The files /u/cs126/data/prot.1
and /u/cs126/data/gene.1
contain the sample data above for debugging. The output shows all 64 possible
amino acid encodings and the encodings for each protein in
/u/cs126/data/prot.1
;
periods identify unused encodings. (Your program might print the 64
possibilities in a different order, but the encodings should be the same.)

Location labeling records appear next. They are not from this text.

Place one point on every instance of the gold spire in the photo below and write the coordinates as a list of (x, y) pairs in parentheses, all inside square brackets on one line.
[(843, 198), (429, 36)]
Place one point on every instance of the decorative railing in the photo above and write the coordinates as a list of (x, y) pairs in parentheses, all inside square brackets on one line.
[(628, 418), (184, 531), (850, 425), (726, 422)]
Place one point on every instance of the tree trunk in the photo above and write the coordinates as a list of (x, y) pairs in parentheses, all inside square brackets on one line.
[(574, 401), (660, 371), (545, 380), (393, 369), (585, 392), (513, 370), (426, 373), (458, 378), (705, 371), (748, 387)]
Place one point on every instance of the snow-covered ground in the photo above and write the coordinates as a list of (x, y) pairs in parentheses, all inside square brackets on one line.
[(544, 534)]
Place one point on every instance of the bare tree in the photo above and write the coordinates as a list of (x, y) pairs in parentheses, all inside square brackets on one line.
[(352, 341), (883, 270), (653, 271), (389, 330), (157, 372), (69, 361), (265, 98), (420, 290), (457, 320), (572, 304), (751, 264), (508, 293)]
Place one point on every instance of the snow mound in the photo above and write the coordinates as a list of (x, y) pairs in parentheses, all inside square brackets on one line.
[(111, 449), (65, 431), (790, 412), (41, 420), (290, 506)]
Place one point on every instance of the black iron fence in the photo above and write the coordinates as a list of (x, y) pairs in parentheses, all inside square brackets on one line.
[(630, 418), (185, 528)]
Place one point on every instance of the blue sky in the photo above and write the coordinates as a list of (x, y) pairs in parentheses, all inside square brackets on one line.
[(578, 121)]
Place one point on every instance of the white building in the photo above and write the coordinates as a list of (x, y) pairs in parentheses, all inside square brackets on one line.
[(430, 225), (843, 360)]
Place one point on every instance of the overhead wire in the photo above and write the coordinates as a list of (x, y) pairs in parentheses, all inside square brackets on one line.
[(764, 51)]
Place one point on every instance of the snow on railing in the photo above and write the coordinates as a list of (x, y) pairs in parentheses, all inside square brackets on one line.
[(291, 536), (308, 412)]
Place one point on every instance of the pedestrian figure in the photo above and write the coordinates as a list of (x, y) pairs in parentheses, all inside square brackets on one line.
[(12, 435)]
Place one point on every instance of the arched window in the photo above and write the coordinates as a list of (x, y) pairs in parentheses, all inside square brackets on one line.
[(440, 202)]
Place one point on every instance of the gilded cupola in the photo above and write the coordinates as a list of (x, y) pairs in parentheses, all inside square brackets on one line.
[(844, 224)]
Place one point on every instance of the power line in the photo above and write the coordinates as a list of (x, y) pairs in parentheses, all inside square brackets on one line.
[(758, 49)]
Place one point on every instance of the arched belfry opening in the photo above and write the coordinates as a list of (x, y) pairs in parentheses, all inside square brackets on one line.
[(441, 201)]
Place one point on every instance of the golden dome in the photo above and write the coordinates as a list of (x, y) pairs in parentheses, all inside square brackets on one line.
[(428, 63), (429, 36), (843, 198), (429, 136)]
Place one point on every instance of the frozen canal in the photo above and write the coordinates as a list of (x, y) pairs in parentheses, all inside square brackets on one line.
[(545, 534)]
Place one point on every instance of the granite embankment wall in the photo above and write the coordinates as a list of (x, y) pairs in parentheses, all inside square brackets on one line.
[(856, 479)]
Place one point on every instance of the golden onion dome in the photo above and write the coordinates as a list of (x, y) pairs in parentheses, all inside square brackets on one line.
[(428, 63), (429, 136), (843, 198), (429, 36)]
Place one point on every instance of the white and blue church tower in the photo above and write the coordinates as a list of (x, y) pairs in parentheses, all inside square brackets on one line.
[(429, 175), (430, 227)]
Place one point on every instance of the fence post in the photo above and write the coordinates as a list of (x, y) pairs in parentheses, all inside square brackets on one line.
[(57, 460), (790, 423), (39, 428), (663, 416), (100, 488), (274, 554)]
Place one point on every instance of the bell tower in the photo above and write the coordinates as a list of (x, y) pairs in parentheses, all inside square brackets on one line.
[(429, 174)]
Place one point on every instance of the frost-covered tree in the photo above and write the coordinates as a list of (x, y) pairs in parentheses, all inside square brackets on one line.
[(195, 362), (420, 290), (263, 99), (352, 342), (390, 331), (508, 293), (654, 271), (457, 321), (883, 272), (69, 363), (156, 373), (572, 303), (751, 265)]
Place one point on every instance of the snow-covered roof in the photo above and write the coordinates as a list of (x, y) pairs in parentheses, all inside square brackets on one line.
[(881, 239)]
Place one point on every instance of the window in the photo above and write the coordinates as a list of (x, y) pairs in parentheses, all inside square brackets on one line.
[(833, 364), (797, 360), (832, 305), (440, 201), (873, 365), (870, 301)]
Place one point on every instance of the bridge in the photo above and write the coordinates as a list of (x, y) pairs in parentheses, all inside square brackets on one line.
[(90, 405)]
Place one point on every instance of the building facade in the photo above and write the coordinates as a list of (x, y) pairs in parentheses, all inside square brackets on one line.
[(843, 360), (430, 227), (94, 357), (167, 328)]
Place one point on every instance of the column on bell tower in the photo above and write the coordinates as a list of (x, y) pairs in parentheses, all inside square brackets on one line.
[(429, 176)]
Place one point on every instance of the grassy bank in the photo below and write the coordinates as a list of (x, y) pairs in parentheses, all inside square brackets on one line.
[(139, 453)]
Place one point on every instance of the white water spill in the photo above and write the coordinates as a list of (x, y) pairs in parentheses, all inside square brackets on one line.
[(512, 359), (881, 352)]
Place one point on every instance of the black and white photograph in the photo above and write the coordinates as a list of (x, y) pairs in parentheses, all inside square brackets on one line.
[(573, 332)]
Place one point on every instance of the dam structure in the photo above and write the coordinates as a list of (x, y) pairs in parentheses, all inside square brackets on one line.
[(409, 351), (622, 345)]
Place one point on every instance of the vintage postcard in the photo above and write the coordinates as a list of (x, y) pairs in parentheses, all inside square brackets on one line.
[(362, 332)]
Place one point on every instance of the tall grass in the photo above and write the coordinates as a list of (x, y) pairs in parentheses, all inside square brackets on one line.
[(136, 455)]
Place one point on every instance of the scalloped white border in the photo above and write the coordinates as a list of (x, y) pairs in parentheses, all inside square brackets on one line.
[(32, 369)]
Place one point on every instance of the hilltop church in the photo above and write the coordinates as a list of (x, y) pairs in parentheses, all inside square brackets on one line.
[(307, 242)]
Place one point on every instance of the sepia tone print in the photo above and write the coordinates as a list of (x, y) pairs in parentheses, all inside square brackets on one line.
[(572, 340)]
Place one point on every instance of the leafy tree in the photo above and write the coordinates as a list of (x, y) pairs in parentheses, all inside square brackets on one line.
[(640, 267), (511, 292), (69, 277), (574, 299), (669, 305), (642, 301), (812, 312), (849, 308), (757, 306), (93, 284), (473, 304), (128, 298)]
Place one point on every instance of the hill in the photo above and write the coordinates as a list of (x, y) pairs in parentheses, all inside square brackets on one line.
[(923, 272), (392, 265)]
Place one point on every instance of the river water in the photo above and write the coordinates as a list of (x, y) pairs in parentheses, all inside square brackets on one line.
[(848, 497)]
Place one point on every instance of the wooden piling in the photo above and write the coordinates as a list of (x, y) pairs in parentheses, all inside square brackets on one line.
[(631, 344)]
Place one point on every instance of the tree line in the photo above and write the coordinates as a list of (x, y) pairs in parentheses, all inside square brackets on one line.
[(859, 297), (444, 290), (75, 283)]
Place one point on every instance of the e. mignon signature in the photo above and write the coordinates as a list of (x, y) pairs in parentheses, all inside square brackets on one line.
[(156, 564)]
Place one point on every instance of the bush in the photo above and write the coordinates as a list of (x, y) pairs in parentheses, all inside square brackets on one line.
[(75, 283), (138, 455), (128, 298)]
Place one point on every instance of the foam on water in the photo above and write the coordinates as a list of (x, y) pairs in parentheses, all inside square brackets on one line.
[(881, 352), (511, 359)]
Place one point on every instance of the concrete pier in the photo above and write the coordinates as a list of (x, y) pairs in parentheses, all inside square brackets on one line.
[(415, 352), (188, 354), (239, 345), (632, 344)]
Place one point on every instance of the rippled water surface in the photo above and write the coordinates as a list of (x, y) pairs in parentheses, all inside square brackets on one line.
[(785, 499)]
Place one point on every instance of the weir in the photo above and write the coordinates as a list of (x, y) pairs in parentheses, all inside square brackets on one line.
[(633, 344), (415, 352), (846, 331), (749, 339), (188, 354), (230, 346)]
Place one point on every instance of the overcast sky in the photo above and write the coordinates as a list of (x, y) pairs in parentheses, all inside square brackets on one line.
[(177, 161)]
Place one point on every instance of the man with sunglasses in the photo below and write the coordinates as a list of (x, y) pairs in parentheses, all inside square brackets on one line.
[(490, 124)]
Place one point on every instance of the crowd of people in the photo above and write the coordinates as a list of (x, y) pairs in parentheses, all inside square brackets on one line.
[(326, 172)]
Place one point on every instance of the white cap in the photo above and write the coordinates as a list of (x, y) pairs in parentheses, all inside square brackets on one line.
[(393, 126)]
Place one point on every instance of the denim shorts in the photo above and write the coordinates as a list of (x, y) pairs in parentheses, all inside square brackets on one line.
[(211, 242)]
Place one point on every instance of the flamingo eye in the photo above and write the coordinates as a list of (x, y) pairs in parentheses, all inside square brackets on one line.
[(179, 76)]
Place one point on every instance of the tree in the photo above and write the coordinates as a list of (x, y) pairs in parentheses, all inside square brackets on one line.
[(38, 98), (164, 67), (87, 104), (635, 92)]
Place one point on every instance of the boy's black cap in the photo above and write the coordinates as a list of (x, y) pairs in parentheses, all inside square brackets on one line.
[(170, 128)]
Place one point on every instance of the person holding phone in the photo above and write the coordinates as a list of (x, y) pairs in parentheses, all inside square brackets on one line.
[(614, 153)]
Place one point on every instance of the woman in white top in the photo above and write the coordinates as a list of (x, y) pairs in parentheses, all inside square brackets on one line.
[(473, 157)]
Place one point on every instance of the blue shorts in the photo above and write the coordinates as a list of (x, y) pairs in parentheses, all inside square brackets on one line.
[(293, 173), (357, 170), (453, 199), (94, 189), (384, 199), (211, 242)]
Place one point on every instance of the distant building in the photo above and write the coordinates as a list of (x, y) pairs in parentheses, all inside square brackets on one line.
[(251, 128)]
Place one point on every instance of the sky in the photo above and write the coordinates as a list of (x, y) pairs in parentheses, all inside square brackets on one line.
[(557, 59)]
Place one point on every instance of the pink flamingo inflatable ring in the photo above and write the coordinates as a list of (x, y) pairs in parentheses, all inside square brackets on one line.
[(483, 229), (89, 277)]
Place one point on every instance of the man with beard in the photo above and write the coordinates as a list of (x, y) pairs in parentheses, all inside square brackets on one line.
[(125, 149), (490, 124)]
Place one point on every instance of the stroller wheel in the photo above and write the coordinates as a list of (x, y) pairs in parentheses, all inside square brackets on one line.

Here's an outline of genes.c
; copy this code to use as a
starting point.
#include <stdio.h> #include "misc.h" int hash(char *p) { /* return a 6-bit number for the 3-character encoding p */ } void unhash(int x) { /* print the 3-character encoding corresponding to the 6-bit number x */ } int main(int argc, char *argv[]) { char gene[10000], protein[1000], genecode[64]; int j; if (argc < 3) error("usage: %s protein gene\n", argv[0]); /* read the contents of argv[1] into protein[0...] */ /* read the contents of argv[2] into gene[0...] */ /* find an encoding for protein[0...] in gene[0...] and record the encoding in gencode[0..63] */ for (j = 0; j < 64; j++) { unhash(j); printf(" %c ", genecode[j]); if ((j + 1)%4 == 0) printf("\n"); } return 0; }
As the outline above suggests, you'll need to implement the alignment
procedure in main
, and write two auxiliary functions. hash
returns a different 6-bit number for each 3-character genetic encoding, and
unhash
prints the three characters corresponding to each 6-bit
number. hash
allows you to use the 64-element array genecode
in the alignment process to keep track of the encoding assignments. For example,
for the example shown above, if hash("aat")
is 3, then
gencode[3]
is 'R'
; that is, aat
is the
encoding for R
.
To read a file, you'll need to use fopen
, fgetc
,
and fclose
(Deitel and Deitel, Sec. 11.3-5) to open a file, read
its contents, and close the file. You should use
efopen
, declared in
misc.h
, because it checks
the value returned from fopen
. error
is also declared in misc.h
.
Protein sequences are given as uppercase letters and gene sequences are
given as lowercase letters; your code can thus read these sequences a character
at a time with fgetc
and ignore all other characters. Use the
functions declared in ctype.h
to identify characters (Deitel and
Deitel, Sec. 8.3).
The files
/u/cs126/data/prot.2
and /u/cs126/data/gene.2
contain real genetic data: the amino acid sequence for a "beta-lactamase''
protein and the genetic sequence for a human virus. Here's what you should get:
% a.out /u/cs126/data/{prot,gene}.2 Match found at gene position 1687 aaa K aac N aat N aag K aca T acc T act T acg T ata I atc I att I atg M aga R agc S agt S agg . caa Q cac H cat H cag Q cca P ccc P cct P ccg P cta L ctc L ctt L ctg L cga R cgc R cgt R cgg R taa . tac Y tat Y tag . tca S tcc S tct S tcg S tta L ttc F ttt F ttg L tga . tgc C tgt C tgg W gaa E gac D gat D gag E gca A gcc A gct A gcg A gta V gtc V gtt V gtg V gga G ggc G ggt G ggg G
Turn in your code and your documentation with the command
/u/cs126/bin/submit 10 readme genes.c
References
R. Sedgewick, Algorithms in C,
2nd ed., Addison-Wesley, 1990, pp. 231-234.